La manifestazione contro il Ponte sullo Stretto si è tenuta sabato 10 agosto e ha visto la partecipazione di circa 3.000 persone. Alla manifestazione hanno partecipato vari comitati e organizzazioni, tra cui anche un membro della Freedom Flotilla, approdato a Messina a bordo di Handala, la barca con la quale l’equipaggio salperà per rompere l’assedio a Gaza. Il corteo è stato organizzato dalla Rete No Ponte e chiede con forza che la società “Stretto di Messina Spa venga chiusa. Definitivamente“. I manifestanti hanno marciato sotto il coro “vogliamo l’acqua dal rubinetto, no al Ponte sullo Stretto”. Tale slogan fa riferimento all’emergenza siccità che investe la Sicilia da mesi. A Messina, nello specifico, per limitare l’utilizzo di acqua potabile, è iniziata da qualche giorno la sua erogazione a giorni alterni. Con questo motto, i No ponte intendono sottolineare come i soldi destinati alla grande opera potrebbero venire utilizzati per scopi più vicini a quelle che sono le reali necessità dell’isola: “i 14 miliardi di euro che il governo vuole impegnare per un’inutile e devastante infrastruttura, devono invece essere utilizzati per ammodernare la rete idrica, per una sanità migliore che smetta di funzionare secondo logiche aziendali e di profitto”, e “per la messa in sicurezza del territorio dal rischio incendi, idrogeologico e sismico”, scrivono gli organizzatori sui social.
Quella di sabato 10 agosto non è la prima contestazione contro il progetto della grande opera sullo Stretto di Messina e Reggio Calabria. La costruzione del Ponte sullo Stretto è infatti contestata sin dal suo concepimento.
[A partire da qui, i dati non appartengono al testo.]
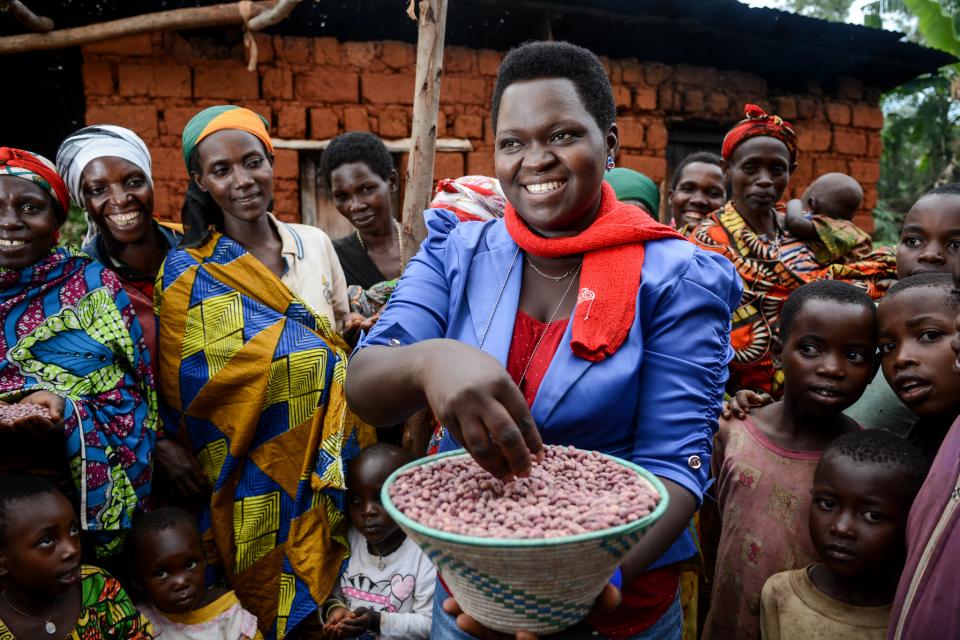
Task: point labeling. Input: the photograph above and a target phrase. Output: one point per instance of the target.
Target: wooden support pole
(191, 18)
(426, 105)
Esso dovrebbe venire a costare (per ora) 13,5 miliardi di euro. Ad aprile è iniziato l’iter di esproprio, contro cui oltre cento cittadini hanno intentato una causa, portando in tribunale la società Stretto di Messina SPA. Già a maggio, tuttavia, il piano di aprire i cantieri nel 2024 è naufragato, così come la stessa possibilità di consegnare entro i termini il progetto completo dell’opera. La scadenza per la presentazione del piano era infatti fissata il 31 luglio, ma, non essendo il progetto ancora pronto, il Governo ha presentato delle modifiche al cosiddetto “DL Infrastrutture” autorizzando l’approvazione dell’opera “per fasi costruttive”, ossia a pezzi.